Levels of cocaine use in England and Wales are now the highest in Europe, and among young adults outstrip the US.
The figures come from the annual report of the European Monitoring Centre for Drugs and Drug Addiction (EMCDD).
It reveals 9.4% of people in England and Wales have used cocaine at some time, and 6.2% of 15 to 34-year-olds have used it in the last 12 months.
The EMCDD says there have been “notable increases” in cocaine-related deaths in the past year.
Spain also saw a rise in deaths, although it has slipped back behind England and Wales in terms of overall cocaine use.
The EMCDD says drug users are experiencing more health problems because cocaine is increasingly being cut or mixed with other substances.
Its also says drug traffickers are becoming more sophisticated in the way they import cocaine into Europe, with powder recovered from “carrier materials” such as beeswax, fertiliser, clothing, herbs, plastics and liquids.
“This development is indicative of high levels of innovation and technological sophistication among those importing cocaine into the European Union,” the report says.
Cocaine use among those aged 15 to 34 is higher in England and Wales than in the US, Canada and Australia, as well as the rest of Europe.
The EMCDD does not give figures for Scotland and Northern Ireland, but the United Nations’ World Drug Report suggested that Scotland’s rate of cocaine use among those aged 16 to 60 was among the highest in the world in 2009 at 3.7%.
In comparison, it put England and Wales’s rate at 3.0%. The UN’s most recent estimate for Northern Ireland – from 2007 – was 1.9%.
So-called “legal highs”, including new psychoactive substances, are also highlighted in the EMCDD’s report.
It says a record 24 new synthetic drugs were identified for the first time last year in Europe, and by mid-July this year 15 new substances had been detected.

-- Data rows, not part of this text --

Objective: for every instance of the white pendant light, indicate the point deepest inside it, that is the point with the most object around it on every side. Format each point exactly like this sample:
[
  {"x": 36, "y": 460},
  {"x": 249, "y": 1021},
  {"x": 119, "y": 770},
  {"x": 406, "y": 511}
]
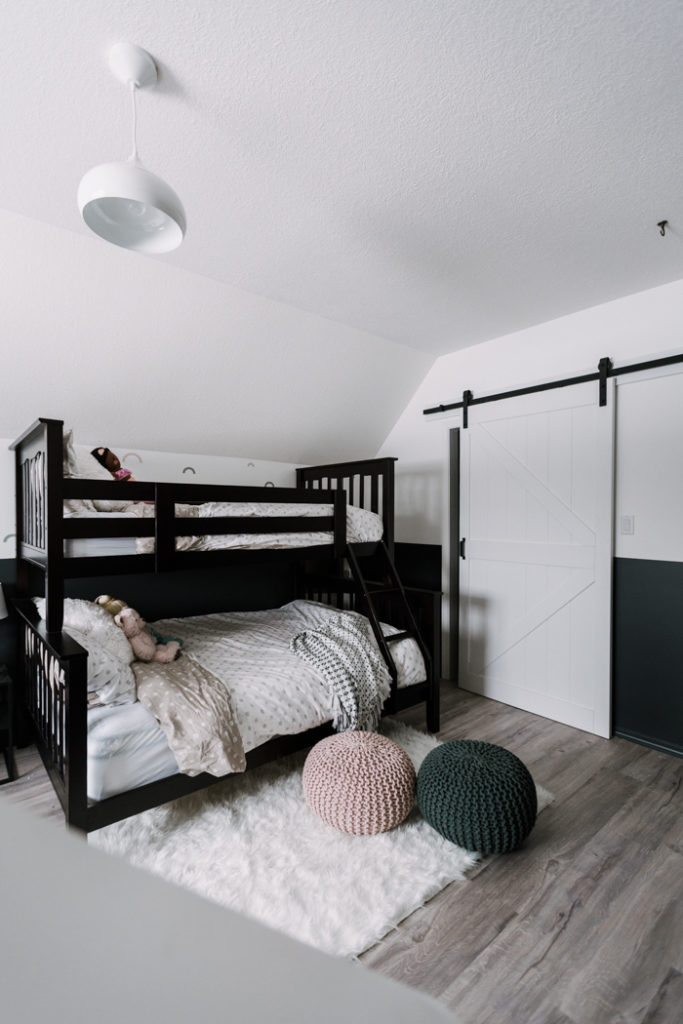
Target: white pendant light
[{"x": 123, "y": 202}]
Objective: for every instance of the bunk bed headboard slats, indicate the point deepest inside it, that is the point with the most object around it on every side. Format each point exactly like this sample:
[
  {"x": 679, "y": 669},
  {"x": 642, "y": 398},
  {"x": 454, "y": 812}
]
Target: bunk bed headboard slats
[{"x": 352, "y": 477}]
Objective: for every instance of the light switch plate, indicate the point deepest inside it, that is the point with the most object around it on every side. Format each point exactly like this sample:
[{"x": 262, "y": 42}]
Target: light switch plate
[{"x": 628, "y": 524}]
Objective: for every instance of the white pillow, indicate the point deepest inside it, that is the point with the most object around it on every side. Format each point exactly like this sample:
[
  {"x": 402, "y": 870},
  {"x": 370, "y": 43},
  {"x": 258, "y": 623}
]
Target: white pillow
[
  {"x": 79, "y": 463},
  {"x": 110, "y": 653}
]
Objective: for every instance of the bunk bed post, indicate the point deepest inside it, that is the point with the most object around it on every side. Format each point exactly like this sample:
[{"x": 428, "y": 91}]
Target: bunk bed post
[
  {"x": 164, "y": 527},
  {"x": 388, "y": 496},
  {"x": 76, "y": 771},
  {"x": 340, "y": 522},
  {"x": 38, "y": 456},
  {"x": 53, "y": 517},
  {"x": 19, "y": 520}
]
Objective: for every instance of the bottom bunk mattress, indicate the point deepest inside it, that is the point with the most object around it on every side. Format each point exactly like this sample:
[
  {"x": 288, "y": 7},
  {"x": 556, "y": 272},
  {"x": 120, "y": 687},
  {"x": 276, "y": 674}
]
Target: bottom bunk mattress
[{"x": 272, "y": 690}]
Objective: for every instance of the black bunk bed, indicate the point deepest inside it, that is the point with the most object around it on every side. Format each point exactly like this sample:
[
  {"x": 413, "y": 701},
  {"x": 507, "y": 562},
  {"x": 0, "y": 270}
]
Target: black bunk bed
[{"x": 53, "y": 667}]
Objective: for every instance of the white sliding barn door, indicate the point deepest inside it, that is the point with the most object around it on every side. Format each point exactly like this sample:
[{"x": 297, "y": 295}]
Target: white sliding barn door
[{"x": 537, "y": 493}]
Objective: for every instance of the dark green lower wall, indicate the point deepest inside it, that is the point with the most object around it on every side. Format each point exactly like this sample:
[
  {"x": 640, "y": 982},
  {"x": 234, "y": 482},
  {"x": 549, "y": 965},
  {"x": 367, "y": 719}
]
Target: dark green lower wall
[{"x": 647, "y": 667}]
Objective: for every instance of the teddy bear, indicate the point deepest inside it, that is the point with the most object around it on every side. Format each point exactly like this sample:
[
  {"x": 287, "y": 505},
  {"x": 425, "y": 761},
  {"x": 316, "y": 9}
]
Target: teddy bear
[{"x": 144, "y": 646}]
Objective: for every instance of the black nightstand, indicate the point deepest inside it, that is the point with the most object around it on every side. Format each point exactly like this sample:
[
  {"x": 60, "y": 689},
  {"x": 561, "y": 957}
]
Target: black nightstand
[{"x": 6, "y": 713}]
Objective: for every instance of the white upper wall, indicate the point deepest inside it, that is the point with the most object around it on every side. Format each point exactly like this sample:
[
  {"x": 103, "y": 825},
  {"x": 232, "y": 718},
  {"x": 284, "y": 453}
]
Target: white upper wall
[
  {"x": 156, "y": 357},
  {"x": 646, "y": 325}
]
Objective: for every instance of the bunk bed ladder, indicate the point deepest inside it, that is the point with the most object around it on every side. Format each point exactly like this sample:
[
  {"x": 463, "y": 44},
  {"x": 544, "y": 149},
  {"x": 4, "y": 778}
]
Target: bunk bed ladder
[{"x": 390, "y": 587}]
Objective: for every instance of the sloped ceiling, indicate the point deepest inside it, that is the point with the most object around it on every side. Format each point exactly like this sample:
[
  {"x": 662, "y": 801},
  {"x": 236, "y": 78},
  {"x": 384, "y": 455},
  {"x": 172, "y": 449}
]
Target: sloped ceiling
[{"x": 425, "y": 173}]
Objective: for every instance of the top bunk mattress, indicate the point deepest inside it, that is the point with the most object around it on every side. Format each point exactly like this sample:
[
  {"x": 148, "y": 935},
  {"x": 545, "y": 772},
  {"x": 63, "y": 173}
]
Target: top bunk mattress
[{"x": 361, "y": 526}]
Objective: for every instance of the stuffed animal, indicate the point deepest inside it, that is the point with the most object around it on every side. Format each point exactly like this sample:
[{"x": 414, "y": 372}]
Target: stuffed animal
[
  {"x": 110, "y": 461},
  {"x": 144, "y": 646},
  {"x": 112, "y": 604}
]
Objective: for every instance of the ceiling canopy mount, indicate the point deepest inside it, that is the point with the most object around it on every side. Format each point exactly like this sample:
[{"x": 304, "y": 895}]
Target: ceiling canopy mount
[{"x": 123, "y": 202}]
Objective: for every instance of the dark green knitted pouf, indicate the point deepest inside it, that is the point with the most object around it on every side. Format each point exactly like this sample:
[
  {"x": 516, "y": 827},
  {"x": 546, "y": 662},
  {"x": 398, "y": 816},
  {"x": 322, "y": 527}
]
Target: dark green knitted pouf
[{"x": 477, "y": 795}]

“There is a need to remain vigilant and to be able to respond rapidly to new developments, such as new chemical groups of psychoactive substances identified in ‘legal high’ products,” says the report.
It points out that organised crime groups have recognised the potential of supplying legal highs and consider them to be “attractive alternatives” to controlled drugs.
Crime Prevention Minister James Brokenshire said he was concerned about the high levels of drug abuse and drug-related deaths in the UK, particularly from cocaine.
“We will enhance border security and target the drugs barons through a new National Crime Agency which will include a dedicated Border Police Command,” he said.
“A temporary banning system, due next year, will also strengthen our response to emerging drugs.
“Our new approach to treatment will be results driven and set out in a new cross-government Drug Strategy published next month.”
The EMCDD has provided drug research for EU countries since 1993. It brings together data gathered on a national basis, via general population surveys, in 30 different states.